In front of another camera, placed in Minneapolis soul food restaurant Lucille's Kitchen, Mahmoud el-Kati let Pearlstein have it. "How do people talk about these social problems without dealing with something like white supremacy and racism?" he asked. "We know that this is a socioeconomic problem that certain people cannot face and they continue indicting this whole group of people about their culture."

Pearlstein tried to diffuse the anger, but those gathered for the citizens forum had already imbibed el-Kati's perspective and were trying on a new awareness of the issue. As they broke into groups to think up questions for the gubernatorial candidates, a blond, blue-eyed man who surely came from Minnesota's Nordic stock proposed one. "Do you think that poverty is a result of cultural or spiritual deficiency?" he asked. "That'll say a lot about where [each candidate] is coming from and how he'll address the problem."

This is good stuff and Messinger knows it. But even with videoconferencing units now portable and pretty cheap (well under $10,000 for the Polycoms she and Spencer use), it takes money to create satellite links. And the fledgling WorldLink doesn't yet have the cash to produce interactive shows.

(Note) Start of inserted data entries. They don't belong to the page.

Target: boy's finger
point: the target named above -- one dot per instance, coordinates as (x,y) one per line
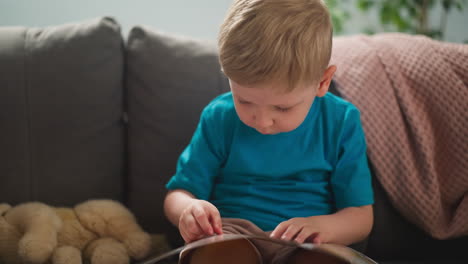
(279,230)
(290,232)
(202,220)
(216,222)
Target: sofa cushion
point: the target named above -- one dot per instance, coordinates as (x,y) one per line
(60,112)
(170,79)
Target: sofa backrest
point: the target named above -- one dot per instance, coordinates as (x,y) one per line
(169,80)
(61,101)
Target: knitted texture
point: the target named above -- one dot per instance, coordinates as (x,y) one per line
(413,97)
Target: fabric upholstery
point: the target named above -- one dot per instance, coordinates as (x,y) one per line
(60,113)
(169,79)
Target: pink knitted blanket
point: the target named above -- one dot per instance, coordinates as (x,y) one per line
(413,96)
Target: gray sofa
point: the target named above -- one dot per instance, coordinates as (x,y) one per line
(85,113)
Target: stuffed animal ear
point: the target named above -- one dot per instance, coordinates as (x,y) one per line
(4,207)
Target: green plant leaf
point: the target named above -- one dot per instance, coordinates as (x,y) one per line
(365,5)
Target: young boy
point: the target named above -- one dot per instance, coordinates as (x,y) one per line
(277,155)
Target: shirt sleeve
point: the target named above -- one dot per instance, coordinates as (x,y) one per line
(351,178)
(201,160)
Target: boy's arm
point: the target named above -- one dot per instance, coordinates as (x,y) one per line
(347,226)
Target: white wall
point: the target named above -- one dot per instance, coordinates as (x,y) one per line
(195,18)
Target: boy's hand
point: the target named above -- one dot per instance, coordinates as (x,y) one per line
(302,229)
(198,220)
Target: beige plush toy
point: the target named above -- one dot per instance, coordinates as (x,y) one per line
(98,231)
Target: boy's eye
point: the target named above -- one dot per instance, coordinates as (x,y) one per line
(283,109)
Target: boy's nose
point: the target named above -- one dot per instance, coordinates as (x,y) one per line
(262,120)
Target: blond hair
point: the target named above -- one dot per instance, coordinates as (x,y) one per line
(265,41)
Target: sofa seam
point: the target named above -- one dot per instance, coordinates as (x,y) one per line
(27,109)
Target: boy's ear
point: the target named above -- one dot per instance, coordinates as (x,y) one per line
(326,80)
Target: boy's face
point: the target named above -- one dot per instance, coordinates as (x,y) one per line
(271,112)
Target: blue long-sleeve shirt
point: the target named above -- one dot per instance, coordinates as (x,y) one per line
(318,168)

So Messinger pursues her two-way TV vision as the president and director of the non-profit Internews Interactive. Recently the James Irvine Foundation gave Internews a grant to create interactive programming for PBS, and it is also busy bringing together, via private video links, soon-to-be-released prisoners from San Francisco jails with potential employers, as well as nonprofits and businesses wading through globalization issues after the disastrous Seattle WTO meeting. Eventually, Messinger hopes to transport more of her efforts to WorldLink. Many colleagues have no doubt she'll make happen whatever she sets her mind to.

Larry Werner, the Minneapolis Star-Tribune's reader involvement editor and one of Messinger's partners in the Minnesota citizens forum, marvels at her ambition, even as he chuckles about her brazen approach. "She wants it all. She demands it all," Werner says. She is "someone who illustrates that idiom that it's far easier to ask forgiveness than permission ... She's like any really good creative person -- it's never good enough. The picture should be bigger, the camera should be at a different angle."

Werner adds, "I think even the people who don't particularly like Evelyn respect her passion and creativity."

"Once you realize something could happen, you say why do some things happen and some things that could don't?" Messinger asks. "Because somebody really kills themselves to make it happen. And I guess it's me. I'm killing myself to make this happen."

So is Spencer, who has had to trade in his cameras and flak jacket for a polished sales pitch. WorldLink operates on a bare-bones budget -- $3 million last year to run a 24-hour channel. Spencer points out that Oxygen, the women's cable channel that started at roughly the same time, burned through more than $300 million in its first year. But no matter how little he spends, Spencer must keep raising funds. WorldLink is commercial-free and must remain so under the terms of its license, so he must come up with nearly $10,000 a day, mostly from foundations.

Spencer admits that while he's good at it, he's not as thrilled by fundraising. "I miss being out there, being someplace like Kazakhstan, where the issues are life and death for a journalist, where if you actually get on the air and report the news freely, that's going to change the whole country," says Spencer. "That's where there's real leverage, where television really has meaning."

He's committed to the channel. "On the worst days at WorldLink, it's like being part of this big business of American TV, just another channel, and struggling to finance it," he admits. But he is buoyed by viewer response and optimistic about the future. "I remember where CNN was all those years ago, when people laughed at it, or Black Entertainment Television, which started out as two hours a week or something like that ... The reality is that WorldLink TV is on the air."


By Kaitlin Quistgaard

Kaitlin Quistgaard, Salon's former technology editor, writes frequently about the arts and South America, where she once lived.